これはもしかしたら自分の置かれる環境が、今までよりずっと保護的で温かいものになったから言えることなのかもしれないけれど、人間はもっとヒトに戻ったほうがいいんじゃないかと思う。

この世界のはじまりは、(と言ってしまうと仰々しいが、とにかく)「造り出された星の環境や、そこで発生した生命」にこそあって、人間社会とはそれの一部を円滑に保護し、動かしていくためのシステムでしかない。つまり社会のために人があるのでなく、人のために社会があるので、
「金銭のために個人の尊厳や健康が犠牲になる」だとか「集団のためなら一人がどうなっても致し方ない」だとか「問題解決に重要なのは、他人のお気持ちよりまず金や物」みたいなことは、思っていたより合理的でも効率的でも適切でもないのかも知れない。
社会の中にいるのはヒト(生物学的な意)というよりは人間である。ただし、人間人間と言いながらも、そんなのは人類が勝手に作り出した自己像みたいなものだ。人のために社会がある以上、人間にしがみついてヒトから離れては、永年に渡って発展し続ける、命を繋ぎ続けることは無理なんじゃないだろうか。
(ここでの永年に渡って発展し続ける、命を繋ぎ続けるというのは、
人間社会をどんどん発展および繁栄させていく、という意味ではなく、
数百万年続いた人類の遺伝子を、別種にしろ同種亜種にしろ何らかの生き物の種として形に残す、という意味。)
「命を繋ぎ続けること」を否定してしまったら、この、生命の水で出来た、地球という星全てを否定することになるんじゃないか。それは生物として最も愚かなことではないだろうか。

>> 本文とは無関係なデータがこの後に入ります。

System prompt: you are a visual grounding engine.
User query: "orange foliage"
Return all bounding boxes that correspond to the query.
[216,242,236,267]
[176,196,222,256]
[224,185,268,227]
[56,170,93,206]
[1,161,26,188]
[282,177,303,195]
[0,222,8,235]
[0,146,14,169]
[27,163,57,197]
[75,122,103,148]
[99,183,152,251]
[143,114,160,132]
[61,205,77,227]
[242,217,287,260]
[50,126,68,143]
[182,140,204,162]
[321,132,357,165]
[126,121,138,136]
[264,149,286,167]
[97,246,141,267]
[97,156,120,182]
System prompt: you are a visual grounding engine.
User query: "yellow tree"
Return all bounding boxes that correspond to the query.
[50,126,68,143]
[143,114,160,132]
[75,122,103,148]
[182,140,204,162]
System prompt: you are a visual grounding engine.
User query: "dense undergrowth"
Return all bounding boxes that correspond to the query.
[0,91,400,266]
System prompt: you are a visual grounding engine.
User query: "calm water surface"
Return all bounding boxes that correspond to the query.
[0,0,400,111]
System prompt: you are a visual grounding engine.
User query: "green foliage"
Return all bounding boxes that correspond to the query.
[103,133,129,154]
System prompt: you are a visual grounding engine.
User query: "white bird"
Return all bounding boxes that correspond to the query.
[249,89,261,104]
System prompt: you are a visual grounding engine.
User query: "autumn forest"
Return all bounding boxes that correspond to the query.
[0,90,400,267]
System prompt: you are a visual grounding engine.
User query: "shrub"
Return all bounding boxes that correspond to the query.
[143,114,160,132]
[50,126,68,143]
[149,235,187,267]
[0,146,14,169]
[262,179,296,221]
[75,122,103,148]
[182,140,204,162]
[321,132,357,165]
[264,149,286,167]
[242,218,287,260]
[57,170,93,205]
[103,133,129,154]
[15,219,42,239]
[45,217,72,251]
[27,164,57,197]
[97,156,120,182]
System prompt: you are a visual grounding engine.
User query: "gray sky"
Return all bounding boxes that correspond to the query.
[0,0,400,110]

ヒトも動物なんだよなあ。自分のこと人間だと思うからおかしくなるんだよ、個人レベルだってそうでしょ。
自分は自分でしかないのに、偏った自己イメージや曖昧な自他境界にしがみついていたらだんだんおかしくなるでしょ。今の時代は、その「だんだんおかしくなる」の最先端へ向かってどんどん加速している気がする。

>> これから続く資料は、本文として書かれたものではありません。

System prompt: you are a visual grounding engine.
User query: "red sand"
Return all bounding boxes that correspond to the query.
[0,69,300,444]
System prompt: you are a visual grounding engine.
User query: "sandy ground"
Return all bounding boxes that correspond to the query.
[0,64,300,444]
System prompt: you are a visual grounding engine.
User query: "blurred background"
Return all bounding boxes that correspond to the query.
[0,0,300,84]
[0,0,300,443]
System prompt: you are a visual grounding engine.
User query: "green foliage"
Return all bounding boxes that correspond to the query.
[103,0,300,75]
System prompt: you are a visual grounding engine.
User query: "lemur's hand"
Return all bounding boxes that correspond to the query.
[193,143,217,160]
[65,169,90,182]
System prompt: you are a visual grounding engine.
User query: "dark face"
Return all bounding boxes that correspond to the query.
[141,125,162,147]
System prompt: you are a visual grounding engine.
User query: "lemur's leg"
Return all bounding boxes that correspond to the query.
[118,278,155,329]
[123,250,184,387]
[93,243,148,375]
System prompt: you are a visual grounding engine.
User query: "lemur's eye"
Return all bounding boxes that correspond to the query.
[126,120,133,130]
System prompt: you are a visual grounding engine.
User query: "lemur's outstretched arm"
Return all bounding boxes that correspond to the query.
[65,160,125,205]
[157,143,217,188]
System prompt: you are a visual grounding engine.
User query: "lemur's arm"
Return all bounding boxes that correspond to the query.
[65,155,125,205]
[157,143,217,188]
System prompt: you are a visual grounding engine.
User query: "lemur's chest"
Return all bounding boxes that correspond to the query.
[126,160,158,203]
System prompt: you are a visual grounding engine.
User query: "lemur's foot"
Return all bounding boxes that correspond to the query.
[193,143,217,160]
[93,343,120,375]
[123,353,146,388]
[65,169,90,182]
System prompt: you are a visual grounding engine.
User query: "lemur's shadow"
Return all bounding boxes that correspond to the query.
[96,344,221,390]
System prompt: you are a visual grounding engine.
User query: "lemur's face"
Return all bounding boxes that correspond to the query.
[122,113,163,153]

まー、恐竜のほうがそういうの上手だったんじゃないすかねえ。頂点捕食者としてのバランスを保ちつつ、何千万年以上もそのトップを走り、絶滅後も後継種を遺す、みたいなの。
人間はもっと速いスパンで、色んな種を巻き込みながら、プチュっと滅んでいく気がしている。

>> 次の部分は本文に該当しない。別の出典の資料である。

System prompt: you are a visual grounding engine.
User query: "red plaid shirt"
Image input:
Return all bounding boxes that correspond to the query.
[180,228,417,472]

まあそれより確実に早く私のほうが死ぬので…といいつつ、私が生きてるうちに核戦争が起きて、私が人類最後の生き残りになる可能性が、限りなく0に近くとも0ではないのが今世のえげつないところである。怖いね怖いね。でもヒトが頑張って人間やろうとするから戦争なんて起きるんだろうなあ。

だから、ほどほどに人間をやろうね。この星を否定したくないのであれば、ヒトであれ。
我々は人間である以前にヒトなんだよ。
今みんなが必死になって死に物狂いで人間をやろうとしている中でヒトであるのは難しいことだけれど、だからといって死に物狂いで人間をやるのはあんまり良くないことな気がしている。ほどほどに人間をやろう。

ぼちぼちでね。ぼちぼちでいこう。ぼちぼち人間。